Le Mali traverse une nouvelle phase de violences alors que des groupes jihadistes et indépendantistes ont lancé des offensives coordonnées dans le nord du pays, faisant au moins 15 morts parmi les civils et les forces de sécurité, selon des sources locales. Les attaques, qui ont eu lieu cette semaine, ciblent des positions militaires et des villages, exacerbant une crise humanitaire déjà grave.

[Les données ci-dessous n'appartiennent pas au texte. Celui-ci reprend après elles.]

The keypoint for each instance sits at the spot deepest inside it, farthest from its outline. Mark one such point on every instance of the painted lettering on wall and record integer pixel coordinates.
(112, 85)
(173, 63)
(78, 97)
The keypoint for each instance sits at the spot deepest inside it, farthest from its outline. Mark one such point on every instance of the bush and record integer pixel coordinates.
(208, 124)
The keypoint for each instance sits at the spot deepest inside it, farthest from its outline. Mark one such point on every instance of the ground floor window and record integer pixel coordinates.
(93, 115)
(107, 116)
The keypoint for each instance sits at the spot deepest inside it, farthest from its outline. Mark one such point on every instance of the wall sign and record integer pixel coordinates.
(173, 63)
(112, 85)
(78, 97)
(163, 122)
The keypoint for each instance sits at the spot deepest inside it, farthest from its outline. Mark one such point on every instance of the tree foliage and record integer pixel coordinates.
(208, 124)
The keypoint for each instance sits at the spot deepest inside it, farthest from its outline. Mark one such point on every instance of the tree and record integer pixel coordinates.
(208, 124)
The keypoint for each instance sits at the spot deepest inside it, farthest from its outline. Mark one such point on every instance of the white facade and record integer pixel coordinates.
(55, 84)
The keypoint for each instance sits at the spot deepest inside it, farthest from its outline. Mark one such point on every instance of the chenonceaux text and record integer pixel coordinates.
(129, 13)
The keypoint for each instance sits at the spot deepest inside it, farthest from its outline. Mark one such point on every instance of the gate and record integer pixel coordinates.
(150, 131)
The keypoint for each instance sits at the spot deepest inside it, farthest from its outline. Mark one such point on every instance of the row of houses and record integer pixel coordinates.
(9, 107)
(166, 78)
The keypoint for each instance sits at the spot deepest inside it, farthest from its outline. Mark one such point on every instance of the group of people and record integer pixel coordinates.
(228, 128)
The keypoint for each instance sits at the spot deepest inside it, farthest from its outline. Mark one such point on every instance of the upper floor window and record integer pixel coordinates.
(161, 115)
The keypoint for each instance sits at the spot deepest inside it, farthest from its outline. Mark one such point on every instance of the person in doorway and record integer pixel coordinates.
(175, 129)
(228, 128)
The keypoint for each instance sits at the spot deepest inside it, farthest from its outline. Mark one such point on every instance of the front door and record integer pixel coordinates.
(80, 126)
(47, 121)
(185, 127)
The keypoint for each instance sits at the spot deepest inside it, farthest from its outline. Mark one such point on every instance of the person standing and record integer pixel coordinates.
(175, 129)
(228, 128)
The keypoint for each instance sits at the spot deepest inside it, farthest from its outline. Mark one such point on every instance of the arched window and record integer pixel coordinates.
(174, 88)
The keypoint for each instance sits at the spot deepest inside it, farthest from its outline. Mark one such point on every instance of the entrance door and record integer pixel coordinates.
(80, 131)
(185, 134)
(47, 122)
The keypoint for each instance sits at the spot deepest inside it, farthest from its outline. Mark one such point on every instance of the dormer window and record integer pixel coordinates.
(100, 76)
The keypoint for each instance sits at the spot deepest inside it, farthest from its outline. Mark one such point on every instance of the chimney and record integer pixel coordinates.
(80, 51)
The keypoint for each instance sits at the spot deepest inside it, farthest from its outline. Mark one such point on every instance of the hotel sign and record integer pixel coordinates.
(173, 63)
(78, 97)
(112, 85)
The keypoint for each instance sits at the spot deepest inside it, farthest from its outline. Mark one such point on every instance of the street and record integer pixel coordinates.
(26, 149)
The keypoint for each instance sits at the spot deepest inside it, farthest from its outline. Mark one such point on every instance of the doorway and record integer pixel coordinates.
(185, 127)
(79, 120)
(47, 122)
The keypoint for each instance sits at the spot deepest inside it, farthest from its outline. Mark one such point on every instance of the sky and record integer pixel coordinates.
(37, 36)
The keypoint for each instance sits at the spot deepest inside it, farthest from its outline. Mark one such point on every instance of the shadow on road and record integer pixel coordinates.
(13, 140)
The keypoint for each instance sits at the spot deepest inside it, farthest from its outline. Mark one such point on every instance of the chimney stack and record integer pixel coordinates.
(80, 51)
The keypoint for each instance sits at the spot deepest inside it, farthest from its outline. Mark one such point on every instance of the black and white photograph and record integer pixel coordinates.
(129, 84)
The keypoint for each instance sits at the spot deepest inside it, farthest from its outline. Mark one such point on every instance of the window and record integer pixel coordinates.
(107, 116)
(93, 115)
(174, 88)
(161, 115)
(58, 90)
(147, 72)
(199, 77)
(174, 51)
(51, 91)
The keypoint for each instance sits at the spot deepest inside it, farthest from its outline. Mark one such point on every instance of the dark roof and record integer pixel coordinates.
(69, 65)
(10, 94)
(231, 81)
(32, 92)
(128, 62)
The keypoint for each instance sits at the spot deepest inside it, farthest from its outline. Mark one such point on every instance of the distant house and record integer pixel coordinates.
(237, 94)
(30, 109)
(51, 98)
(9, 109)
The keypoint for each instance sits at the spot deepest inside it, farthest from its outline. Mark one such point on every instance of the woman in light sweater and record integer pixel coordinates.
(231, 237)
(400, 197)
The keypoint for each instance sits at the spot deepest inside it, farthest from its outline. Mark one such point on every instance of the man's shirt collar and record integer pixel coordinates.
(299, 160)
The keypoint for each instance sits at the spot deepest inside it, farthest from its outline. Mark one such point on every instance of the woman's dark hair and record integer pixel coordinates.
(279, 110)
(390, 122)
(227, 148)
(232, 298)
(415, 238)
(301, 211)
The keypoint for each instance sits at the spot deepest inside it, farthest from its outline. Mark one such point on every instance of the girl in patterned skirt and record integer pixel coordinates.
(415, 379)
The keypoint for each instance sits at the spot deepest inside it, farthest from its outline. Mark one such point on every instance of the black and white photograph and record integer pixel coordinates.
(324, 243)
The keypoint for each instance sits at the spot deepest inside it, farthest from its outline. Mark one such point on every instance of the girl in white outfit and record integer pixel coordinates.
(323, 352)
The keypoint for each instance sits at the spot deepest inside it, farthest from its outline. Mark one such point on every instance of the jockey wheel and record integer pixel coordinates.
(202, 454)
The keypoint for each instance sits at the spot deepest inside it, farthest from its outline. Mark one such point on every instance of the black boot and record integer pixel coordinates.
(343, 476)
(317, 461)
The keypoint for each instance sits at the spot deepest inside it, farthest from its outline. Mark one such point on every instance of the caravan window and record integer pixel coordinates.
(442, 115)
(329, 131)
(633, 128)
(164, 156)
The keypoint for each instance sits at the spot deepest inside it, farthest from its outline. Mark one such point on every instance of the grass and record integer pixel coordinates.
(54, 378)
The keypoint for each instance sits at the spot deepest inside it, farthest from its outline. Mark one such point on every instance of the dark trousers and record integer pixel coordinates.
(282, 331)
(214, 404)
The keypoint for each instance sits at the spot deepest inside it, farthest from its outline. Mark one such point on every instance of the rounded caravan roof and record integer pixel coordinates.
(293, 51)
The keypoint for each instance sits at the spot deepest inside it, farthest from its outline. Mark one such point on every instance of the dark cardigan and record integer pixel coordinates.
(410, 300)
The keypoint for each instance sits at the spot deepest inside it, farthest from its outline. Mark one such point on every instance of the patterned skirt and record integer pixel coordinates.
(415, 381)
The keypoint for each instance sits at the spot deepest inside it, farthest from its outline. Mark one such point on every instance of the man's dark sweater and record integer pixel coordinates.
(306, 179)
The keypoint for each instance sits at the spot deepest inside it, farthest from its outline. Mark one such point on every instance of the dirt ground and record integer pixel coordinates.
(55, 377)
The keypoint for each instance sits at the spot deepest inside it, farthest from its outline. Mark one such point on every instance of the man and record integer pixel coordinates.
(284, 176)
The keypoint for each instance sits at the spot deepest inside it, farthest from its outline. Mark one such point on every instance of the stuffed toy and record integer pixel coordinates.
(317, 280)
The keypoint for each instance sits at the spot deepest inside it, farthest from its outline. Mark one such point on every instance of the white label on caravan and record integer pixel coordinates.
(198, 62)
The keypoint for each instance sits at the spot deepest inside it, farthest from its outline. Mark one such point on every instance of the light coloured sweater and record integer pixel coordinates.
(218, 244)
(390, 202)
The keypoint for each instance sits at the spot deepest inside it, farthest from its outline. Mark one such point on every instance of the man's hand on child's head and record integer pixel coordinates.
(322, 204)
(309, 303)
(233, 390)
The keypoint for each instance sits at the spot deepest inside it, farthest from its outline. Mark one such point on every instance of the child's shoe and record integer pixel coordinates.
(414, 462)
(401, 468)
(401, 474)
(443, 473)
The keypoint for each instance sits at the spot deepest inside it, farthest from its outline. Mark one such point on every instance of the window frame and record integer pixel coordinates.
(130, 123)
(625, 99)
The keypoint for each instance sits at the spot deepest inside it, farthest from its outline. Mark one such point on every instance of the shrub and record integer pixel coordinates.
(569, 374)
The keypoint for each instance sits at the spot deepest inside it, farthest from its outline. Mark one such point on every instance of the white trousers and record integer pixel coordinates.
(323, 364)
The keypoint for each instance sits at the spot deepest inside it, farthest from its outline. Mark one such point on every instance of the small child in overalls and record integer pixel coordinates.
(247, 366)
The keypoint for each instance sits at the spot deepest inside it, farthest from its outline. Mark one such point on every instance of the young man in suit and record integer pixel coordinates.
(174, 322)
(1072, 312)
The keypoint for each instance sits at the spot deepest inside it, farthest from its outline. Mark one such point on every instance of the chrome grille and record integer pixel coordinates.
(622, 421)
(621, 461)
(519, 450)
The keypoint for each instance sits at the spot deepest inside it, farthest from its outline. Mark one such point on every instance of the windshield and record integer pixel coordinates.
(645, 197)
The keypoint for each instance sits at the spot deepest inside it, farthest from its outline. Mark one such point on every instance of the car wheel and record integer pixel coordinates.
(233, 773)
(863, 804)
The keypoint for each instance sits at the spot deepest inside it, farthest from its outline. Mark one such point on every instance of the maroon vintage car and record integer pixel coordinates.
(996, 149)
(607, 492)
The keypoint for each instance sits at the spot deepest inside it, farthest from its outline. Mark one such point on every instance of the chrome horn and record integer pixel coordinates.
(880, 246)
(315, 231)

Des attaques simultanées dans plusieurs localités
Les affrontements ont éclaté dans les régions de Gao, Tombouctou et Kidal, où des combattants du Groupe de soutien à l'islam et aux musulmans (GSIM) et du Mouvement national de libération de l'Azawad (MNLA) ont mené des assauts. Selon un responsable militaire malien, les jihadistes ont attaqué un camp de l'armée à Tessalit, tuant six soldats et en blessant une dizaine d'autres. Dans le même temps, des indépendantistes touaregs ont pris le contrôle de plusieurs villages dans la région de Ménaka, forçant des centaines de familles à fuir.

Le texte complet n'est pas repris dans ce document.